It's Up to Charlie Hardin Read online
Page 14
Or maybe not . . .
“Pilot? You aren’t not neither.” It was the day after the latest trotline failure. And Charlie pronounced this ritual triple denial with scorn.
“Am so too,” said Roy, folding his arms to stiffen the firmness of his stand. “Jackie said.”
“Nobody pilots a tire,” said Charlie. “You guide it or drive it or push it or shove it if you’re big enough, which you’re not, so even if some people did, you couldn’t.”
“Betcha a million bucks,” Roy insisted. Then, seeing that this had no reality in their world: “A dollar, then.”
For a moment Charlie considered this, if only to call Roy’s bluff. But if Roy ever had a dollar, by now it would be in Jackie’s pocket, so Charlie ignored the offer. “Well, Mr. Tire Pilot, where’s Jackie gonna be while you get it going? Seems like he’d want to do the piloting himself.”
“I ast that too. Says it needs somebody big to stop it and take it back home with him. He’ll be down the hill across the street where he can catch it.”
Charlie pondered this. Jackie had drawn little Roy into his plans only that morning, while Charlie and Aaron were downtown at the hobby shop. Waiting for plans to mature was not one of Jackie’s strong points. If Roy could be believed, it was Jackie’s intention to let Roy guide the old tire casing as it gathered speed down the street beside the castle wall. This adventure would start at the top of Castle Hill (adults called it Eighth Street), and continue for a steep block downhill through the Nueces Street intersection, where Jackie would bring it to a stop as it began to climb a gentle rise.
This was all in theory, a theory none of them had ever tested.

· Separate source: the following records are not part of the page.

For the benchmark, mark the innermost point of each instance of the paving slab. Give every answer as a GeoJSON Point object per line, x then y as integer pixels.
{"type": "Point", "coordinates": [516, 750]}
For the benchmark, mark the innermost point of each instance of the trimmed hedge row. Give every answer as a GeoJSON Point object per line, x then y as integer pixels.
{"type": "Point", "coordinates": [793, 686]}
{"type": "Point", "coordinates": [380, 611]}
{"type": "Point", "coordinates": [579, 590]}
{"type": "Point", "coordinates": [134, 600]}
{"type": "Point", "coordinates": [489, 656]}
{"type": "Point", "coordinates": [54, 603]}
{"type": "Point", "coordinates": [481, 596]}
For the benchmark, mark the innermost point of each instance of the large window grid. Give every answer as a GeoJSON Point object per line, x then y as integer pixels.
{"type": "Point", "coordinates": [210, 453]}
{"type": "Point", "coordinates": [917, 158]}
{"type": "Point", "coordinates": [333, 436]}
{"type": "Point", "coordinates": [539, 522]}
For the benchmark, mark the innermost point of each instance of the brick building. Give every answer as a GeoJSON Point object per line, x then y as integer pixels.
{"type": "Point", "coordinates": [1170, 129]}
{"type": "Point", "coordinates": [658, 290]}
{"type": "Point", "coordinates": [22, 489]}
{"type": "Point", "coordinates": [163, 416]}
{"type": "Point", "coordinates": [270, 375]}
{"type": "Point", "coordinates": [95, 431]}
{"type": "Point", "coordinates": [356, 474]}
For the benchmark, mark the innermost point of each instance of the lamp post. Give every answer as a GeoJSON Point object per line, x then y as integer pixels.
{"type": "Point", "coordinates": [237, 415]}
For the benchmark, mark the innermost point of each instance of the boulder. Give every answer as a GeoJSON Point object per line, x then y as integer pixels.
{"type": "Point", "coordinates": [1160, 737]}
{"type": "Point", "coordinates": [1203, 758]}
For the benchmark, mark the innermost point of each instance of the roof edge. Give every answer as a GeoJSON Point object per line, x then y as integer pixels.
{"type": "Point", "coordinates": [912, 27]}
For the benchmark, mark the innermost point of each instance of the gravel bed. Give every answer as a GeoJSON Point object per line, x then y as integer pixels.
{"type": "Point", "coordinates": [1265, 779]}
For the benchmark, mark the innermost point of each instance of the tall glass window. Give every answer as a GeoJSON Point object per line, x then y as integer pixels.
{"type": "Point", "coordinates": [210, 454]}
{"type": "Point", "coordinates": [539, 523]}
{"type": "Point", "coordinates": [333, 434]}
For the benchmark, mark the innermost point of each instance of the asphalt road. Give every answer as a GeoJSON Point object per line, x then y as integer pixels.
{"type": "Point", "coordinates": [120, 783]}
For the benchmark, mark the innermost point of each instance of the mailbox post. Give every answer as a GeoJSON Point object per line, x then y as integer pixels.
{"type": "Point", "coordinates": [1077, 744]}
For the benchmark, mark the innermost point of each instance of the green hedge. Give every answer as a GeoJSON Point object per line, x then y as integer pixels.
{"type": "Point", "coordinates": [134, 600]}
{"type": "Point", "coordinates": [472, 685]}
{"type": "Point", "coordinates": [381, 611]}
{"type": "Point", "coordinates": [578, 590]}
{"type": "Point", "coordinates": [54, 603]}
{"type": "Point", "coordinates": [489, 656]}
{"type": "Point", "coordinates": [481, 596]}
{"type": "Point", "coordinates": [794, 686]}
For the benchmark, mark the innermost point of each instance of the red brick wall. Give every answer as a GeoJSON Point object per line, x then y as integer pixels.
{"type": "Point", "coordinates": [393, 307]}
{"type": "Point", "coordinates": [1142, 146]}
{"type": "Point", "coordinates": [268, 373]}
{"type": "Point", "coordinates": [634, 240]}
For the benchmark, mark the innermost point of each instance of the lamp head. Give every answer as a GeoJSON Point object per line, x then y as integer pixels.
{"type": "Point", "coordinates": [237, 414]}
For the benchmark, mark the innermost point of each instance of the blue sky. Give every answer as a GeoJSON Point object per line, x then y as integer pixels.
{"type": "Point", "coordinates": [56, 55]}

Though he could not have explained in so many words, Charlie understood that an experiment this complicated has more variables than a boy has excuses. And every thing that can vary in such a setting can do it in umpteen ways. Picking a complication at random, Charlie imagined an innocent bicyclist passing that intersection. If the cyclist believed traffic would obey a city stop sign, which was a pillow-sized iron pimple bolted to the macadam with the raised letters S T O P painted in red, that cyclist just might sail through the intersection to be collected by twenty pounds of rubber going in another direction at high speed. It was not to Charlie’s credit that his vision made him smile, but then, Charlie didn’t own a bicycle.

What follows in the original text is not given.